Amid the relentless drive towards electronic transactions, Barclays has also now opted to develop an instant cheque processing app allowing consumers to make on-the-hoof bank account deposits by simply submitting scans from their smartphones.

Barclays is currently pressing ahead with the project, which is still hamstrung by legislation and at present is a service it can only offer to its own customers paying in Barclays’ cheques.

But the technology is not new and has been widely available in the US for nearly a decade following Congressional approval of the Check 21 Act in October 2003. It allows the recipient of the original paper cheque to create a digital version of the document – a process known as ‘truncation’ – eliminating the need for further handling of the cheque and depositing it remotely. The other early adopters were Canada, France and New Zealand, which has been at it since 1995.

In the UK, the Treasury is now overseeing an industry-wide inquiry into the pros and cons of a similar scheme. If all goes to plan, it is anticipated the legislation will complete its passage through Parliament sometime next year, resulting in ‘truncation’ of scanned cheques from the point of receipt – rather than being cleared to the drawers’ bank. Until then only Barclays customers’ cheques will continue to be enabled. 

The process is a win-win for consumers, SMEs and business alike with faster deposits, fewer trips to the branch, lower operational costs and easier credit management. Firms handling high-volumes of cheques will be obliged to invest in cheque readers, but the creation of virtual back-offices will be well worth it.
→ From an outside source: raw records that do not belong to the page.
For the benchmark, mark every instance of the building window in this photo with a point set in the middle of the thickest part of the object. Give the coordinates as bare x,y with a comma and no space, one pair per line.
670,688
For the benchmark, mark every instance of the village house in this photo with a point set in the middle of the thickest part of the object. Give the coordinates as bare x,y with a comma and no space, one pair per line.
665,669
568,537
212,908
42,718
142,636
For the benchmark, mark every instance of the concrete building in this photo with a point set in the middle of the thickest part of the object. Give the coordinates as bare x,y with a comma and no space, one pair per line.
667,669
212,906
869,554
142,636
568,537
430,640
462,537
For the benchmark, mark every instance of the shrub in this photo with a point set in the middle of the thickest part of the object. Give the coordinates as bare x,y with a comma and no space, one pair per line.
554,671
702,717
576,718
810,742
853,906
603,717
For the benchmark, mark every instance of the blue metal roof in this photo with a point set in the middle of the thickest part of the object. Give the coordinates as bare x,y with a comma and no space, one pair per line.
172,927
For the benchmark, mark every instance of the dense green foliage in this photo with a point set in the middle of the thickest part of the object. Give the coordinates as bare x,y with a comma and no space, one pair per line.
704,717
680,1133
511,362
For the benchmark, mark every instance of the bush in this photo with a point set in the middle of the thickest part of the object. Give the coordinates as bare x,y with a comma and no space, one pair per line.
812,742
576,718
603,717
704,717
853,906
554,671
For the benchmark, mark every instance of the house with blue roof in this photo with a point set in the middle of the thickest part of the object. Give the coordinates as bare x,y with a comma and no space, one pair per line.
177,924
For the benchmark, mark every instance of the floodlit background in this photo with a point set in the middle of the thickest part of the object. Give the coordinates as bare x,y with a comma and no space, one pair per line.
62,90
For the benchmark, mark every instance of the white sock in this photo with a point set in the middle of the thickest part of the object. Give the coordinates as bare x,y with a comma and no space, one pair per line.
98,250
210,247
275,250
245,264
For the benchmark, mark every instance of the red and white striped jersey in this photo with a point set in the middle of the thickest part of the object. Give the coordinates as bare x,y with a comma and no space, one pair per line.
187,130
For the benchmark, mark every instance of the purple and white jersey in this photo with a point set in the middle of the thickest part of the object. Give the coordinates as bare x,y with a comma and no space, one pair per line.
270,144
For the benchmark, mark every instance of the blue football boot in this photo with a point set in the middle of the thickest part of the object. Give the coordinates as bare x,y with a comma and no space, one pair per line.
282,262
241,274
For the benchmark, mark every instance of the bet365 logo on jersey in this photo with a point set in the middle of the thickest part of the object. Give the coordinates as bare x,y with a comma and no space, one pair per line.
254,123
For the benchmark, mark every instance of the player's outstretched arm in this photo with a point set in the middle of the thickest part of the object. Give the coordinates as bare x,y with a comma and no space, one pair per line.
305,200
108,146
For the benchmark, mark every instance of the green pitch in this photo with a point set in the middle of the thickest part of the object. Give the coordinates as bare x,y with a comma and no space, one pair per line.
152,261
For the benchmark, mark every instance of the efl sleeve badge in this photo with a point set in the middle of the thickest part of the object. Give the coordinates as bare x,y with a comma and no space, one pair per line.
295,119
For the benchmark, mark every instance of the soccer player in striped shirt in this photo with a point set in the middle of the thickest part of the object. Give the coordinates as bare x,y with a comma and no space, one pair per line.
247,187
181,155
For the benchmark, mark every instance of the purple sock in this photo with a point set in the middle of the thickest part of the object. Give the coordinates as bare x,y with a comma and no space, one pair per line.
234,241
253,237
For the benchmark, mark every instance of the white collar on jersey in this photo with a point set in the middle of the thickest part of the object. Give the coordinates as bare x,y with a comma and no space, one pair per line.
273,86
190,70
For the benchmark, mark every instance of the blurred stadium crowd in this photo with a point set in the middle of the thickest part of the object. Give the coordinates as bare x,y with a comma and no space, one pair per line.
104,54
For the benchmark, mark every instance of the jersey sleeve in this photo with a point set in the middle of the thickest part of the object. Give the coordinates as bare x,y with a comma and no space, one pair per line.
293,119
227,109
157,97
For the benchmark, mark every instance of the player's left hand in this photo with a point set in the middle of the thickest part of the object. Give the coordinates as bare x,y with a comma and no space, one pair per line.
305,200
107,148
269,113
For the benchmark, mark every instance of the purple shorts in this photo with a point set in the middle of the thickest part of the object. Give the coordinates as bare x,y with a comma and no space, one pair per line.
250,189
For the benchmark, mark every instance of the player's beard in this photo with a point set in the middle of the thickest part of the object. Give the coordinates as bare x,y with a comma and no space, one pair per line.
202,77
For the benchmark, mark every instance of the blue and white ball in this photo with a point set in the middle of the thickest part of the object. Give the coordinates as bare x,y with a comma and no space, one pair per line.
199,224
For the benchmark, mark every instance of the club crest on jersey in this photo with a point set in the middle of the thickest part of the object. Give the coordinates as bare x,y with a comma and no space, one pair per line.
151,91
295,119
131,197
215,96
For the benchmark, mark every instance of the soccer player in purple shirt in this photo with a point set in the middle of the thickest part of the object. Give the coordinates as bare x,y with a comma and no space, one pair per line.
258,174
The optical technology behind readers hinges on the device’s ability to interpret cheques’ machine readable zone – the so-called MRZ – and accurately analyse and retain the all-important deposit numbers. From there the customer’s bank account is identified with the underlying data released to their bank.  The technology is also adaptable and flexible enough to be applied to other more traditional paper-based instruments including travellers’ cheques, warrants and payable orders.

On the face of it, the process is cost-effective, fast, seamless, relatively secure and friction free. So far only the debate around the thorny issue of liability really stands in the way of mass-adoption. Irrespective of the issue’s complexity, broad opinion favours liability for imaging the cheque and initiating clearing, resting exclusively with the collecting bank.  But the collecting bank has no way of independently validating the cheque signature, so any fraud liability must remain with the clearing parties. The principle for agency arrangements is likely to see liability shared.

Clearly the payments industry as a whole can protect itself and consumers further with increased investment in fraud detection and verification systems. There’s no doubt the consumer appetite for mobile cheque scanning is there, thanks to the mass-adoption of other banking apps and mobile innovations like Barclays Pingit and the new-to-market Paym system. It’s now up to the industry to work with all parties to ensure back-office processes are uniformly fit for purpose by the latter half of 2015.